Many companies engage workers on independent contractor agreements instead of employment contracts. This can result in disputes regarding whether or not the person can enforce labour law rights (such as claiming for an unfair dismissal in the CCMA). It is therefore important to understand the whether a person is an employee or an independent contractor.
Such matters are assessed by adopting an approach that puts substance over form. In other words, the reality of the relationship is assessed, rather than considering the form which the written contract takes.
The test that is applied to assess this, is referred to as the dominant impression test. It looks at various factors which are typical of an employment relationship. These factors include the extent to which the individual is integrated into the organisation, the extent of his or her financial reliance on on the company, whether or not the company provides the person with tools of the trade (work tools), and the degree of supervision and control the company has over the individual’s work.
Normally, an independent contractor produces an output or result, rather than providing the other party with productive capacity. An example of an independent contractor would be builder who is hired to produce a house. That builder would typically have a team of people who would do the work, and may even sub-contract the work to another person to perform. By contrast, the relationship between the builder and his own team members may be an employment relationship (depending on the facts).

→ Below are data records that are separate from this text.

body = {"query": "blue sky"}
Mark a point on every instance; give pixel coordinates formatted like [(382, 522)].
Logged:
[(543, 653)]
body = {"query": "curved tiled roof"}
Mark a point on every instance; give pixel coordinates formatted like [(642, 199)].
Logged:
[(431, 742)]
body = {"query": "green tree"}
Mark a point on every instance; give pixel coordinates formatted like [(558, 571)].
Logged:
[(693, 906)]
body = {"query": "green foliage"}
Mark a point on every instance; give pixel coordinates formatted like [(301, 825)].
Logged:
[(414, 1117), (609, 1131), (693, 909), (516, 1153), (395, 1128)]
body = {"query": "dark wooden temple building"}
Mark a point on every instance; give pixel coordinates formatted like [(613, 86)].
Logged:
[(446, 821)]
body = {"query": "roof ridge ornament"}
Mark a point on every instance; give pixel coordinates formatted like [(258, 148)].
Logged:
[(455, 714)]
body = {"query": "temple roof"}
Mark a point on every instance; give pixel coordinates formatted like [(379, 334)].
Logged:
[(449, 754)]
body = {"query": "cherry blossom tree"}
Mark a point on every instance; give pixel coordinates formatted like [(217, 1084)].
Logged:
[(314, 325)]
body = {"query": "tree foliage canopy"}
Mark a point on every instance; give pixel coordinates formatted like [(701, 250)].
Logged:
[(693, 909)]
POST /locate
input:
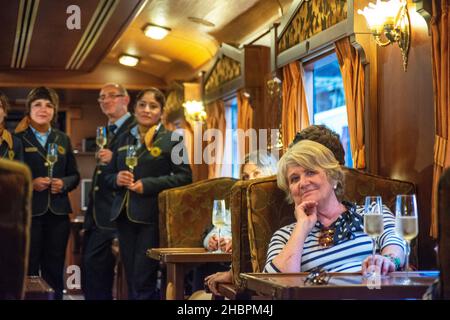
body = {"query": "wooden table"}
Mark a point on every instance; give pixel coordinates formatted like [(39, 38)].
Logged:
[(178, 260), (396, 285)]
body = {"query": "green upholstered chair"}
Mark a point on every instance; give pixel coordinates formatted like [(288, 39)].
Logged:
[(185, 212), (15, 219)]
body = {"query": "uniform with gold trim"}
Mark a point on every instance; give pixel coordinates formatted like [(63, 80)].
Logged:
[(50, 224), (98, 260), (137, 214)]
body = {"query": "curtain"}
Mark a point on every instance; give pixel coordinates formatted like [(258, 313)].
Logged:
[(294, 114), (441, 82), (245, 121), (215, 120), (353, 78)]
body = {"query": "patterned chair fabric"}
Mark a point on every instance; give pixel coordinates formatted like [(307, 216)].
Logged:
[(185, 212), (15, 219), (444, 233), (265, 210)]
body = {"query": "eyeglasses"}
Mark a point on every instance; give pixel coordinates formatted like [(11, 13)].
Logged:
[(110, 96), (143, 104), (326, 237)]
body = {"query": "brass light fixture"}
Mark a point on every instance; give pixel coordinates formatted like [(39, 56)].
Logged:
[(194, 111), (156, 32), (391, 20)]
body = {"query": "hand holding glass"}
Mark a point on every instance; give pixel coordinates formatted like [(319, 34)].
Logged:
[(218, 219), (52, 157), (131, 159), (406, 224), (373, 221)]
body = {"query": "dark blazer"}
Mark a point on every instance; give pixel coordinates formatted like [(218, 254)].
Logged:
[(16, 153), (101, 196), (156, 171), (65, 168)]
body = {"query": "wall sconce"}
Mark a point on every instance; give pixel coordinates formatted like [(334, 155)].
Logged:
[(128, 60), (391, 19), (274, 87), (194, 111), (156, 32)]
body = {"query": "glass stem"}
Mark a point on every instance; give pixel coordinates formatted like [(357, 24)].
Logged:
[(408, 249)]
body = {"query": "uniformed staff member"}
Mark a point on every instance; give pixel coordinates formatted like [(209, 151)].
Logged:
[(10, 145), (50, 224), (99, 231), (135, 206)]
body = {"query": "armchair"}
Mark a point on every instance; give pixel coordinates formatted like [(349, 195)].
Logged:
[(15, 220)]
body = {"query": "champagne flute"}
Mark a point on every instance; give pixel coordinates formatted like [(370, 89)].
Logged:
[(218, 219), (131, 159), (373, 223), (52, 157), (406, 224), (101, 139)]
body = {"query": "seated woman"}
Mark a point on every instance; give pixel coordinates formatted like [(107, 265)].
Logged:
[(328, 232), (257, 164)]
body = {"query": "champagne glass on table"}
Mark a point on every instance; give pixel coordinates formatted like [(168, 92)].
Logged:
[(218, 219), (52, 157), (373, 224), (131, 158), (101, 139), (406, 224)]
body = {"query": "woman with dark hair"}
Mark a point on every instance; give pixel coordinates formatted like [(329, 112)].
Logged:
[(51, 185), (135, 207), (10, 145)]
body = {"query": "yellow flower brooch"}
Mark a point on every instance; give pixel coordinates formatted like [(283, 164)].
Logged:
[(155, 151)]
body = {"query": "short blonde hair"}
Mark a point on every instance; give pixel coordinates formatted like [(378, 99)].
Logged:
[(310, 155)]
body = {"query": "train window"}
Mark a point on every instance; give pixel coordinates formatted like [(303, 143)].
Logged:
[(230, 166), (326, 98)]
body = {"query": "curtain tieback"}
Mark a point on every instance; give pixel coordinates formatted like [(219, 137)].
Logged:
[(440, 150)]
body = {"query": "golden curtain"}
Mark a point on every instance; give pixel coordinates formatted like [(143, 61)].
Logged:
[(294, 115), (216, 120), (441, 82), (353, 78), (245, 120)]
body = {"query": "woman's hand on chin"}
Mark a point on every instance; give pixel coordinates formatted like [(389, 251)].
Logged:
[(306, 214)]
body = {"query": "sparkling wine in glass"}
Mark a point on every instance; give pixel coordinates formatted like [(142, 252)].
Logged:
[(218, 219), (373, 222), (131, 158), (101, 138), (406, 221), (52, 157)]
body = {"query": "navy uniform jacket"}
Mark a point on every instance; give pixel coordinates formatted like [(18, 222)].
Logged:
[(155, 169), (65, 168), (101, 196), (16, 153)]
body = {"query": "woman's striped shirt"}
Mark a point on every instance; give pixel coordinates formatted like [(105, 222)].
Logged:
[(345, 256)]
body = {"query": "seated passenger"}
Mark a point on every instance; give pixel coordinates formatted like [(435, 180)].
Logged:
[(329, 232), (257, 164)]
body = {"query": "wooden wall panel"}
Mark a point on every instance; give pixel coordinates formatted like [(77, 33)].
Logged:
[(406, 126)]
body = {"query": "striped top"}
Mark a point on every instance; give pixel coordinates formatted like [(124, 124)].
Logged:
[(345, 256)]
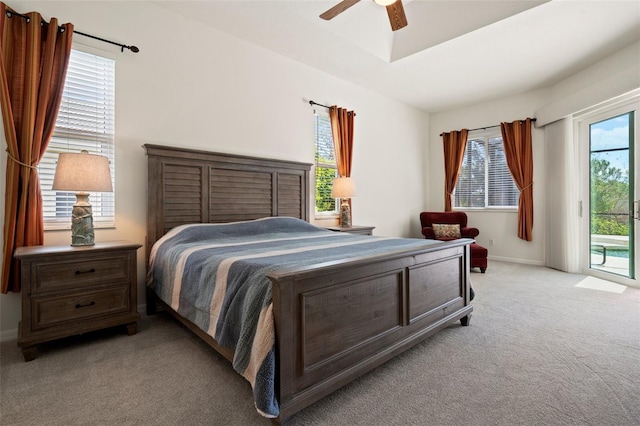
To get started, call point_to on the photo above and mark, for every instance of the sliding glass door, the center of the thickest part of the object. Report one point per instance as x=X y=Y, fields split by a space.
x=613 y=208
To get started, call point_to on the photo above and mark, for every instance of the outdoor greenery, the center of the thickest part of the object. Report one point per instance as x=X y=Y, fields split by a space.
x=609 y=198
x=324 y=185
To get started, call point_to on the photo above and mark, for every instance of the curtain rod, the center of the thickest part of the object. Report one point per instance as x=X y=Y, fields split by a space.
x=490 y=127
x=327 y=107
x=134 y=49
x=315 y=103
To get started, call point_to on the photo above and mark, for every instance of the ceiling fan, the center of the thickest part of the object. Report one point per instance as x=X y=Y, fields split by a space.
x=395 y=10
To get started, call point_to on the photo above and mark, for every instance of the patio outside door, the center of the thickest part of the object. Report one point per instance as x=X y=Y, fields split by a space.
x=613 y=206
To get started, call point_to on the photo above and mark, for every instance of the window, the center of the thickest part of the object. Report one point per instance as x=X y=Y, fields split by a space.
x=485 y=180
x=326 y=167
x=85 y=121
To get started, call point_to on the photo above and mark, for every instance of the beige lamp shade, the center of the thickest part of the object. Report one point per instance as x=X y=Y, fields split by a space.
x=82 y=172
x=343 y=187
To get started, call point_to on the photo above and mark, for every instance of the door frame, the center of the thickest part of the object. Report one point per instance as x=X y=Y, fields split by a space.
x=582 y=122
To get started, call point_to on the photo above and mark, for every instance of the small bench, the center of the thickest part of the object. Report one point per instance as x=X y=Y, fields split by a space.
x=603 y=247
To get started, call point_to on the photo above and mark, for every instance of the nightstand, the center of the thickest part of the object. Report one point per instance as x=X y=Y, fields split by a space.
x=72 y=290
x=362 y=230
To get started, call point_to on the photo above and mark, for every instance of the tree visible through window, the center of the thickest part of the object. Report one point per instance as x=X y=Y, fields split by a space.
x=485 y=180
x=86 y=120
x=326 y=167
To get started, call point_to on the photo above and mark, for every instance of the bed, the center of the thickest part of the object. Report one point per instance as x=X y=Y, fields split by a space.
x=332 y=316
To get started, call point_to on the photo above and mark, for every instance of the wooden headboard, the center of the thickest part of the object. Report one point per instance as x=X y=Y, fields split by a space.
x=192 y=186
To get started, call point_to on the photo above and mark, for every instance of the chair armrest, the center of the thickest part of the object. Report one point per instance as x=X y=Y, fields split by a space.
x=469 y=232
x=428 y=233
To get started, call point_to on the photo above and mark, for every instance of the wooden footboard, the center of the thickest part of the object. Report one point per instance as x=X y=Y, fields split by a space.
x=337 y=321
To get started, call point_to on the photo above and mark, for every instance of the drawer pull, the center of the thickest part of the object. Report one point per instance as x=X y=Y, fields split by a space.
x=78 y=305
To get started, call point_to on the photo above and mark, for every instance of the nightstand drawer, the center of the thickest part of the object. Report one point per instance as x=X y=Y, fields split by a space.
x=67 y=273
x=49 y=311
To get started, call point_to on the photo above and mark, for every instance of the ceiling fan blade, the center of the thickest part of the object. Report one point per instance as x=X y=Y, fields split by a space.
x=397 y=18
x=338 y=9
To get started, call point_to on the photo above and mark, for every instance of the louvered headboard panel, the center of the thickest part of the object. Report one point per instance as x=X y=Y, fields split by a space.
x=192 y=186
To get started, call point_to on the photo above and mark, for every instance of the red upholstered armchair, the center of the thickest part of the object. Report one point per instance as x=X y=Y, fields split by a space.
x=428 y=219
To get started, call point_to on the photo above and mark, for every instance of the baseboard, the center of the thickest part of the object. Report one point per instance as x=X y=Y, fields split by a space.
x=13 y=333
x=9 y=335
x=515 y=260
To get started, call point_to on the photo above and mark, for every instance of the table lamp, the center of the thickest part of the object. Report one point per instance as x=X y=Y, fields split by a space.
x=344 y=188
x=79 y=173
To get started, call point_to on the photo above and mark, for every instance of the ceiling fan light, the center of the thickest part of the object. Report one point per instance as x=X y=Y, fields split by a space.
x=384 y=2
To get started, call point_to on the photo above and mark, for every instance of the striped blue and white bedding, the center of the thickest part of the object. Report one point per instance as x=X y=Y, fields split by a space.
x=215 y=275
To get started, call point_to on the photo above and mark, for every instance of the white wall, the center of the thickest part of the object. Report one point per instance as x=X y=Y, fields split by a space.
x=195 y=87
x=614 y=76
x=500 y=226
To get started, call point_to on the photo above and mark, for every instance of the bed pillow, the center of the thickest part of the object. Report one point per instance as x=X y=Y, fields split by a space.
x=446 y=231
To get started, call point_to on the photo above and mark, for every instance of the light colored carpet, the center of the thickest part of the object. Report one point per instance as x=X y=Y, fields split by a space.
x=540 y=351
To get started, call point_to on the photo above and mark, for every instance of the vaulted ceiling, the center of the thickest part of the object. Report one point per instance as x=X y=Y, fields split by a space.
x=451 y=53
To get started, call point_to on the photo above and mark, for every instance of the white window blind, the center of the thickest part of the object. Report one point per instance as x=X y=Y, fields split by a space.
x=485 y=180
x=470 y=189
x=502 y=191
x=86 y=120
x=326 y=167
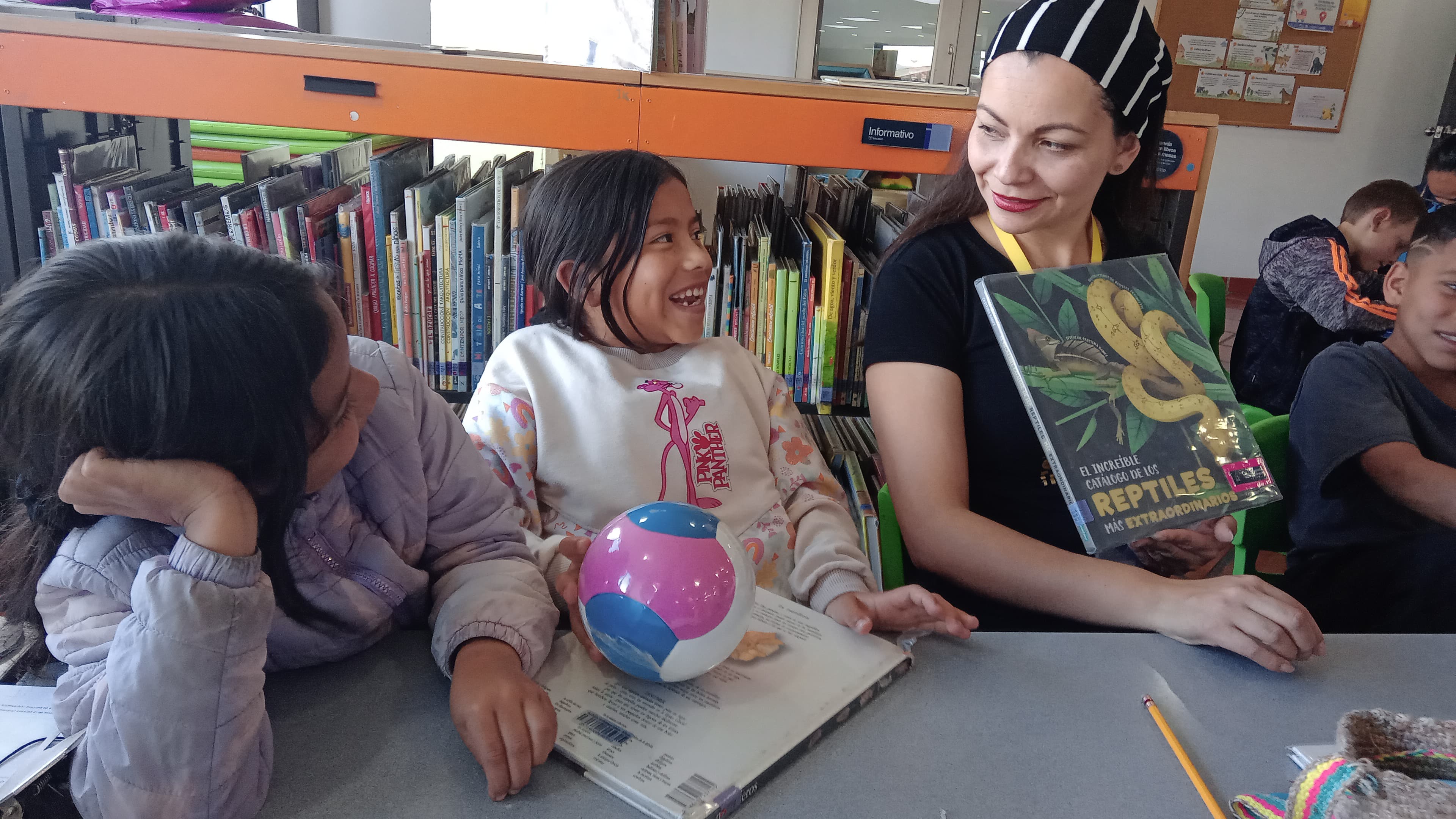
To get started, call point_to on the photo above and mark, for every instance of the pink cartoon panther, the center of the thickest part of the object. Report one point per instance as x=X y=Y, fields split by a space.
x=679 y=413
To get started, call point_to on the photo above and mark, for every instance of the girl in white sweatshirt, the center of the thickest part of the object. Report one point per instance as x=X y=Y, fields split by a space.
x=615 y=400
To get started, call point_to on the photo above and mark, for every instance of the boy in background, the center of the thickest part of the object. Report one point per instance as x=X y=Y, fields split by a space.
x=1374 y=460
x=1318 y=285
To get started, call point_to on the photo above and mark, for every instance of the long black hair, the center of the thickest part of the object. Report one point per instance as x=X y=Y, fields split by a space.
x=1442 y=157
x=1125 y=199
x=592 y=210
x=156 y=347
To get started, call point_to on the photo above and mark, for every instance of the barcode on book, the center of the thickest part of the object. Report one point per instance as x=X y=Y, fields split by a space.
x=693 y=792
x=603 y=728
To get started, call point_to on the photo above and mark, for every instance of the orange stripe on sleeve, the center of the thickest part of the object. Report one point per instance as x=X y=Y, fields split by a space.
x=1341 y=263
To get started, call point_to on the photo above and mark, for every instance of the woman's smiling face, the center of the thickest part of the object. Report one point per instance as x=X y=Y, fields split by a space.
x=1043 y=142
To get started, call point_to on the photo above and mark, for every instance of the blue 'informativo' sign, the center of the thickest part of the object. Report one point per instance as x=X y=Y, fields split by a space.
x=899 y=133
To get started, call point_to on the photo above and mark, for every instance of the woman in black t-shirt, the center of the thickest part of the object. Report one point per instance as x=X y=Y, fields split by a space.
x=1064 y=130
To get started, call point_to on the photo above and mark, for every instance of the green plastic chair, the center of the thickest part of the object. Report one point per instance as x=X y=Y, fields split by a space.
x=1266 y=530
x=1209 y=298
x=1210 y=305
x=892 y=544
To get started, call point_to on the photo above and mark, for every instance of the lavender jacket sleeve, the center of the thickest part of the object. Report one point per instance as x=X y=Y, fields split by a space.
x=135 y=611
x=485 y=579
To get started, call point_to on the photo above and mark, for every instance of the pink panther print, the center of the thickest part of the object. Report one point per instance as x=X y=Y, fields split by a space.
x=673 y=416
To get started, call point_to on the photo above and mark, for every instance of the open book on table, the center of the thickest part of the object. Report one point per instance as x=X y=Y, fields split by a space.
x=702 y=747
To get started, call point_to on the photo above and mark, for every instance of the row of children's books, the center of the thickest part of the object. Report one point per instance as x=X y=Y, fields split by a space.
x=792 y=280
x=426 y=254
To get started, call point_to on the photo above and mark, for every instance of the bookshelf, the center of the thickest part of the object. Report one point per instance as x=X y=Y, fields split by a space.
x=443 y=94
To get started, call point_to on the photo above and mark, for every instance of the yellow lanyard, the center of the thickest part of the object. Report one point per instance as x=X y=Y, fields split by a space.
x=1018 y=257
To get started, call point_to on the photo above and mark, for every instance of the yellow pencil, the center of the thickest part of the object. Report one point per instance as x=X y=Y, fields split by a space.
x=1183 y=757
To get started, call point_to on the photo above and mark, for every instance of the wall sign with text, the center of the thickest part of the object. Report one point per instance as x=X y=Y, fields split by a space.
x=899 y=133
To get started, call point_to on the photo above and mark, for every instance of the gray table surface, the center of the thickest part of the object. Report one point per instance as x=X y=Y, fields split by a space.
x=1001 y=725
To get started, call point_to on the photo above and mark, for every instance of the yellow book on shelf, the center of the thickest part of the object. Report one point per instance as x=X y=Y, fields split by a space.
x=832 y=250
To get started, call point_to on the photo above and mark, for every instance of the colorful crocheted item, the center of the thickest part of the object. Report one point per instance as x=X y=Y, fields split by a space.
x=1390 y=767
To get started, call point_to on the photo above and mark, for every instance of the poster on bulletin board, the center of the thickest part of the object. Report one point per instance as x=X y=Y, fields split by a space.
x=1265 y=63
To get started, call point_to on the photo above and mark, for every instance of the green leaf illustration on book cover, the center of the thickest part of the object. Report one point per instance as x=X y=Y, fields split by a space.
x=1132 y=403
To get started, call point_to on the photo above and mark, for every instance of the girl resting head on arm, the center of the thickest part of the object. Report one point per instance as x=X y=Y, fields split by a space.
x=209 y=480
x=1053 y=176
x=615 y=399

Section 200A of the Labour Relations Act also contains a presumption that a person is an employee if certain factors are present. The section reads as follows:
“(1) Until the contrary is proved, a person, who works for or renders services to any other person, is presumed, regardless of the form of the contract, to be an employee, if any one or more of the following factors are present
(a) the manner in which the person works is subject to the control or direction of another person;
(b) the person’s hours of work are subject to the control or direction of another person
(c) in the case of a person who works for an organisation, the person forms part of that organisation;
(d) the person has worked for that other person for an average of at least 40 hours per month over the last three months;
(e) the person is economically dependent on the other person for whom he or she works or renders services;
(f) the person is provided with tools of trade or work equipment by the other person; or
(g) the person only works for or renders services to one person.”
The factors in the presumption are among those forming part of the dominant impression test for determining the whether a person is an employee or an independent contractor. If one of the factors is present, the presumption applies, and the alleged employer has the onus of proving that the relationship is not one of employment.